Stability, which is significantly related to the loop parameters, is an important factor in the traditional GPS tracking loop design. Through the analysis of phase margin values in the discrete GPS PLL tacking loop, we are able to theoretically reveal the relationship between loop stability, equivalent noise bandwidth B _n , predetection integration time T, and loop parameters. We calculate the theoretical limitations for B _n T, that is, the product of equivalent noise bandwidth multiplied by predetection integration time, for second- and third-order phase-locked loop, respectively. The results are verified by actual data from GPS receivers.

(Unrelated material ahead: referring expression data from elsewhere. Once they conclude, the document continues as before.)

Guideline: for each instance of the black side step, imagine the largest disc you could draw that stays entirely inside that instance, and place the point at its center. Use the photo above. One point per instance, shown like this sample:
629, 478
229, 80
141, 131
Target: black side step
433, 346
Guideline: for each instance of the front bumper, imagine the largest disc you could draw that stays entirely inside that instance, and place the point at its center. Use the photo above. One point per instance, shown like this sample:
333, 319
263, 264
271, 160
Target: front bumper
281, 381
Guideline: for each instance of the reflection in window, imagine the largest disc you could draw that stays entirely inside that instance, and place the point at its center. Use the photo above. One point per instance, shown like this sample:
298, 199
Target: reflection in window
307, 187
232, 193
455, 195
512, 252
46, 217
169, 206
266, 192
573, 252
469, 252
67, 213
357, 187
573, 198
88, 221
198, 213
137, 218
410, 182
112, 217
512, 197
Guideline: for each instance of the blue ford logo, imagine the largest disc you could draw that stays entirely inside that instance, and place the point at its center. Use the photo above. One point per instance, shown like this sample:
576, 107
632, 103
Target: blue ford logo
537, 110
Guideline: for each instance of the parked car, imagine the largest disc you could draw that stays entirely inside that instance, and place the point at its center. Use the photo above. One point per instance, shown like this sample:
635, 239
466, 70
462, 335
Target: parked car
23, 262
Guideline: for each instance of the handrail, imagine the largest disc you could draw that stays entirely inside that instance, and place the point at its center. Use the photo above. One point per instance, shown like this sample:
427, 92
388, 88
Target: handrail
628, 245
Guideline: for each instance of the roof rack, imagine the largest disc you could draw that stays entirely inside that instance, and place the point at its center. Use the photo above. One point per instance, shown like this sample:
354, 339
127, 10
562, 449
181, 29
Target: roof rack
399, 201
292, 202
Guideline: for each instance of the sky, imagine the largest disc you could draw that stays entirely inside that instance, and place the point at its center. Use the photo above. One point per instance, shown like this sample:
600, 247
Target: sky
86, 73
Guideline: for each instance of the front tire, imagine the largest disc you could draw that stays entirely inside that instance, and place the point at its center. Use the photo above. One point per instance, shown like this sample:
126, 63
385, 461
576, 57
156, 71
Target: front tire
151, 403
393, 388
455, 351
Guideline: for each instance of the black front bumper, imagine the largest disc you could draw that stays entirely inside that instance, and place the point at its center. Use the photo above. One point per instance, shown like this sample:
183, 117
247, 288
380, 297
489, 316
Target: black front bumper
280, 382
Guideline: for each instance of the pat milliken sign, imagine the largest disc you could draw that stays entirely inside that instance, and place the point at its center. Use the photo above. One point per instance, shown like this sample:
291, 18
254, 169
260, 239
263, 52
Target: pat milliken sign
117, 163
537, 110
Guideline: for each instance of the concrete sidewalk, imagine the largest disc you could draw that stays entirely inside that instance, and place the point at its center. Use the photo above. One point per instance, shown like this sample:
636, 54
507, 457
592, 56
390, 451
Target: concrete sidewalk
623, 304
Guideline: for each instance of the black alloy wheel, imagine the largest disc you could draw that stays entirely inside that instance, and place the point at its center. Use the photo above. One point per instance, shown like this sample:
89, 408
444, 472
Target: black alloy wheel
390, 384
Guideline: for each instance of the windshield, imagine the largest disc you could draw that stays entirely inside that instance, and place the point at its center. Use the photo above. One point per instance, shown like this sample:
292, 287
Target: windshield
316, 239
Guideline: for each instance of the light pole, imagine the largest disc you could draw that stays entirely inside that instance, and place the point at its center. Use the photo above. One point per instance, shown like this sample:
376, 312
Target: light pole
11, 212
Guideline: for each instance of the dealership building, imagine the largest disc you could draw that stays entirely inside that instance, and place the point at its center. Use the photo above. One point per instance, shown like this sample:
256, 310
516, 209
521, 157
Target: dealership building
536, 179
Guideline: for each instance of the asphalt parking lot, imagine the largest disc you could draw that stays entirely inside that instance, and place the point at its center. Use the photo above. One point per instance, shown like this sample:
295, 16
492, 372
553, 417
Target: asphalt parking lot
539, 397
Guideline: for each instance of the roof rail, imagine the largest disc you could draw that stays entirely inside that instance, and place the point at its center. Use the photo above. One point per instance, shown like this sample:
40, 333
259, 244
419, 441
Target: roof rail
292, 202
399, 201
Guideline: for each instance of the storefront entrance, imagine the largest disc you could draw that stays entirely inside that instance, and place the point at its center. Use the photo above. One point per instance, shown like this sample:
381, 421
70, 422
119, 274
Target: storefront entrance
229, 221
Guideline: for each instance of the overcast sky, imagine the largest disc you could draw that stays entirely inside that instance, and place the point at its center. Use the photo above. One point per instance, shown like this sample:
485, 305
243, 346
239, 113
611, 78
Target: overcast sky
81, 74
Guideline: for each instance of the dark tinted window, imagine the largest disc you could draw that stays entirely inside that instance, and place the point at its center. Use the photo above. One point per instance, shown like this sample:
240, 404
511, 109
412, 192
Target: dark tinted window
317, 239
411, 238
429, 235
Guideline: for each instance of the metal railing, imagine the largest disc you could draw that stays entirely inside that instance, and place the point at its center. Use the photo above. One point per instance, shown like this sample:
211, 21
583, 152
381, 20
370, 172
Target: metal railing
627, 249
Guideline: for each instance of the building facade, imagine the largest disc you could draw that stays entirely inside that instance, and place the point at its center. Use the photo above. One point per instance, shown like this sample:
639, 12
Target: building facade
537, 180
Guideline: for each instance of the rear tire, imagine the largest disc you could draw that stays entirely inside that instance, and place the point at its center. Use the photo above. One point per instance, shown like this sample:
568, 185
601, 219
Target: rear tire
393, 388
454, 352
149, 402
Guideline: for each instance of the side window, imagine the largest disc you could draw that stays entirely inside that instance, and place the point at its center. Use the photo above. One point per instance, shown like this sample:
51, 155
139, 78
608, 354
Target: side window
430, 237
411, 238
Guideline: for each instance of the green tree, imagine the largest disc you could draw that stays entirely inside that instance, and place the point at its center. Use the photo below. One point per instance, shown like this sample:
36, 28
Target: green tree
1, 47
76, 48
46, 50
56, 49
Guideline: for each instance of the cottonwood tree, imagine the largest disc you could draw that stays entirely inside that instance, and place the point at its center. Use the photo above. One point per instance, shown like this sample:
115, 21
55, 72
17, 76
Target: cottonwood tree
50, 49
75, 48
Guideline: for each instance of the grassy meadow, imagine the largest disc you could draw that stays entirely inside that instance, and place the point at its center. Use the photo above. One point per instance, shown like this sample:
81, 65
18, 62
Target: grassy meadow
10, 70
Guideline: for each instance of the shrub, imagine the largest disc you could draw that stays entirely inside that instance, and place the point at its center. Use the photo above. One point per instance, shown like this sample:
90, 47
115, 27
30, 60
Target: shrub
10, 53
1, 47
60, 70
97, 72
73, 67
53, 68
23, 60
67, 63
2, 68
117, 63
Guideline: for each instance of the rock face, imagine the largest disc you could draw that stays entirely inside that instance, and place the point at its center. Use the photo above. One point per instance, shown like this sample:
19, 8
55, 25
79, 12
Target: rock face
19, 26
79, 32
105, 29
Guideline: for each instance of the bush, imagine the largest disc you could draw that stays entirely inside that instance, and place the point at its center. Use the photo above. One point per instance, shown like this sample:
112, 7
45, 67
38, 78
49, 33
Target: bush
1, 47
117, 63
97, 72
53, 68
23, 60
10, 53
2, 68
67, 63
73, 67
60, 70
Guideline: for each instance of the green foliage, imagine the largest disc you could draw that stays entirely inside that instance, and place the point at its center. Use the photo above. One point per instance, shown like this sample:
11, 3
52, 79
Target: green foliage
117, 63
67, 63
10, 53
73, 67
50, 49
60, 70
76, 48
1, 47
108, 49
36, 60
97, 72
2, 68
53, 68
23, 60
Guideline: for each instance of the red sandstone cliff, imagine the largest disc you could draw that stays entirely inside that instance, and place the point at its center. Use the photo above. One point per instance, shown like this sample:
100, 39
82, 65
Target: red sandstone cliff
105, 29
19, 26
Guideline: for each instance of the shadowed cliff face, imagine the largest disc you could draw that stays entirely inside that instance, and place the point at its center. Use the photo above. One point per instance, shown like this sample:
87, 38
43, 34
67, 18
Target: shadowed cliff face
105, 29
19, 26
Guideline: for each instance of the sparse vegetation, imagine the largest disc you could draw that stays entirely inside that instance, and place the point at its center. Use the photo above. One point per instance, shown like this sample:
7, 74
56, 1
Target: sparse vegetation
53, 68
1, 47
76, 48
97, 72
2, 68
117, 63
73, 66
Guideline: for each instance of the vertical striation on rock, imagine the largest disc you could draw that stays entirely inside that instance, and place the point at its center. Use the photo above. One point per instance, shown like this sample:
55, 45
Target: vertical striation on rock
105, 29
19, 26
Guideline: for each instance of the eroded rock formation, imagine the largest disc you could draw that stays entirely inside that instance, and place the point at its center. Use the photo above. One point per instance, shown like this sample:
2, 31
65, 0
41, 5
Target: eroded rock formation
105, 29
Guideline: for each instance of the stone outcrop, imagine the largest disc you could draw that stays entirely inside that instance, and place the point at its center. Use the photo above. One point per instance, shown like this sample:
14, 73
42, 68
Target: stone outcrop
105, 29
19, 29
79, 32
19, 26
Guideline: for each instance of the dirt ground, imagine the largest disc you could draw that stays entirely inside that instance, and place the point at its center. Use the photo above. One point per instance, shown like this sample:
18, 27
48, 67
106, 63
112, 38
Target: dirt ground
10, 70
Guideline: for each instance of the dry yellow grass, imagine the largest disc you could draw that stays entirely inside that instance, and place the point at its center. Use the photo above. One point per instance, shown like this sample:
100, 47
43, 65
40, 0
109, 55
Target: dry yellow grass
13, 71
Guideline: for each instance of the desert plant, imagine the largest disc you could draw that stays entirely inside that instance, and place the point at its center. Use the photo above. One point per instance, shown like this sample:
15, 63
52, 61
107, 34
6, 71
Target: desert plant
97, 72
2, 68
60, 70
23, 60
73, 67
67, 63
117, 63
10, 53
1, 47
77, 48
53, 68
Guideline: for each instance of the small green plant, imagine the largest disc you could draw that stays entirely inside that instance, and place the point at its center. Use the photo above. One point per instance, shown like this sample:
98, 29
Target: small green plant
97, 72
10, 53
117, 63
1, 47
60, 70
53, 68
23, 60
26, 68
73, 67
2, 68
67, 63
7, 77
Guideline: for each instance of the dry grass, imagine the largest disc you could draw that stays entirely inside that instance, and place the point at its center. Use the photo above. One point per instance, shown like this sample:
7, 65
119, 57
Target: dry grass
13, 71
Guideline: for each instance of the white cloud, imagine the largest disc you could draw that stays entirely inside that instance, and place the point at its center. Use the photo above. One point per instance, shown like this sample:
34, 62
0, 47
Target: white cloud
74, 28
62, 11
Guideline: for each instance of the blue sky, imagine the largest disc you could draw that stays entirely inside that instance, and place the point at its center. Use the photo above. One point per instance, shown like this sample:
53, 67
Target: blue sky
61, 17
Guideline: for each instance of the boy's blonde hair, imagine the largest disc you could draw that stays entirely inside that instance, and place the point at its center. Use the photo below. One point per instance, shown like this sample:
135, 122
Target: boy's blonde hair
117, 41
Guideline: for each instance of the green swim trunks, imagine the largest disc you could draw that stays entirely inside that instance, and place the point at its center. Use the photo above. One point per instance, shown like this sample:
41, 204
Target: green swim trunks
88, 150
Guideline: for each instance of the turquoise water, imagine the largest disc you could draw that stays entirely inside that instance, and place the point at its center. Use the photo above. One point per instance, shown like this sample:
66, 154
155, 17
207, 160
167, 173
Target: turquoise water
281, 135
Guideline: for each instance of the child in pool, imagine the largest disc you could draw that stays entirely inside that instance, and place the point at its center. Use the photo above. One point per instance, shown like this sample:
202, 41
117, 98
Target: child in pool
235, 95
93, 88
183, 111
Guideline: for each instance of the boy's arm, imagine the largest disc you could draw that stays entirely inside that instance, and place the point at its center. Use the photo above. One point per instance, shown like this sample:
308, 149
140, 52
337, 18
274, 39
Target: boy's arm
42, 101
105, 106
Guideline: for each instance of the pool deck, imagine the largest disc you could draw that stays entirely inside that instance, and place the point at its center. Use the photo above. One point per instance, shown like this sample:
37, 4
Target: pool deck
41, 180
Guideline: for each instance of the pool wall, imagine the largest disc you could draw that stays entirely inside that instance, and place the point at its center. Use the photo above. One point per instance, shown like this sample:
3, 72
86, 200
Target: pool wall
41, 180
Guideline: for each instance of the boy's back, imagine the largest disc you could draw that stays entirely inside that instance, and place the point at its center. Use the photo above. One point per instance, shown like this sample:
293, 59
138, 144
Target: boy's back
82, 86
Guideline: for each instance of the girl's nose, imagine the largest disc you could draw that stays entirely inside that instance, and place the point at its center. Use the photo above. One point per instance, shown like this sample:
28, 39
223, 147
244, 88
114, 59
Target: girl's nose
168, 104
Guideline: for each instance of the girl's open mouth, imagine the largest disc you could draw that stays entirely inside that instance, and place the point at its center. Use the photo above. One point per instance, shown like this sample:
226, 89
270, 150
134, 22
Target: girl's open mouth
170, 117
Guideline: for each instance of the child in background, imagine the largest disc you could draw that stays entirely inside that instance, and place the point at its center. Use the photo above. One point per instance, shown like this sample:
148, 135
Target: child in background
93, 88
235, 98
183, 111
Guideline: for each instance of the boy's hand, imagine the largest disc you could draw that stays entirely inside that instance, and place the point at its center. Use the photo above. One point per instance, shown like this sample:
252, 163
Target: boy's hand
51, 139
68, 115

Appendix: PM solution in third-order tracking loop

For the general cubic equation \( ax^{3} + bx^{2} + cx + d = 0 \), there are three roots,

$$ \left\{ {\begin{array}{*{20}c} {x_{1} = - \frac{b}{3a} - \frac{C}{3a} - \frac{{b^{2} - 3ac}}{3aC}} \hfill \\ {x_{2} = - \frac{b}{3a} + \frac{{C\left( {1 + i\sqrt 3 } \right)}}{6a} + \frac{{\left( {1 - i\sqrt 3 } \right)\left( {b^{2} - 3ac} \right)}}{6aC}} \hfill \\ {x_{3} = - \frac{b}{3a} + \frac{{C\left( {1 - i\sqrt 3 } \right)}}{6a} + \frac{{\left( {1 + i\sqrt 3 } \right)\left( {b^{2} - 3ac} \right)}}{6aC}} \hfill \\ \end{array} } \right. $$

(33)

Where \( Q = \sqrt {\left( {2b^{3} - 9abc + 27a^{2} d} \right)^{2} - 4\left( {b^{2} - 3ac} \right)^{3} } \) and \( C = \root{3} \of {{\frac{1}{2}\left( {Q + 2b^{3} - 9abc + 27a^{2} d} \right)}} \). Assuming x is the \( \cos \omega_{p} \) in cubic equation (25), the coefficients a, b, c, d can be represented by

$$ \left\{ {\begin{array}{*{20}c} {a = 8} \hfill \\ {b = 4G_{1} \left( {G_{1} + G_{2} + G_{3} } \right)T^{2} - 24} \hfill \\ {c = - 2\left( {2G_{1} + G_{2} + G_{3} } \right)\left( {2G_{1} + G_{2} } \right)T^{2} + 24} \hfill \\ {d = \left( {\left( {G_{2} + G_{3} } \right)^{2} + \left( {2G_{1} + G_{2} } \right)^{2} } \right)T^{2} - 8} \hfill \\ \end{array} } \right. $$

(34)

Because the phase margin \( (\cos \omega ) \) is a real number, only real root x ₁ can be used when solving cubic equation (25). Thus, we get

$$ \cos \omega_{p} = - \frac{b}{3a} - \frac{C}{3a} - \frac{{b^{2} - 3ac}}{3aC} $$

(35)

and

$$ \omega_{p} = {\text{arc}}{ \cos }\left( { - \frac{b}{3a} - \frac{C}{3a} - \frac{{b^{2} - 3ac}}{3aC}} \right) $$

(36)

Substituting loop coefficients G ₁, G ₂, G ₃ and prediction integration time T into (24), (34) and (36), the phase margin figure of third-order loop can be drawn as Fig. 7.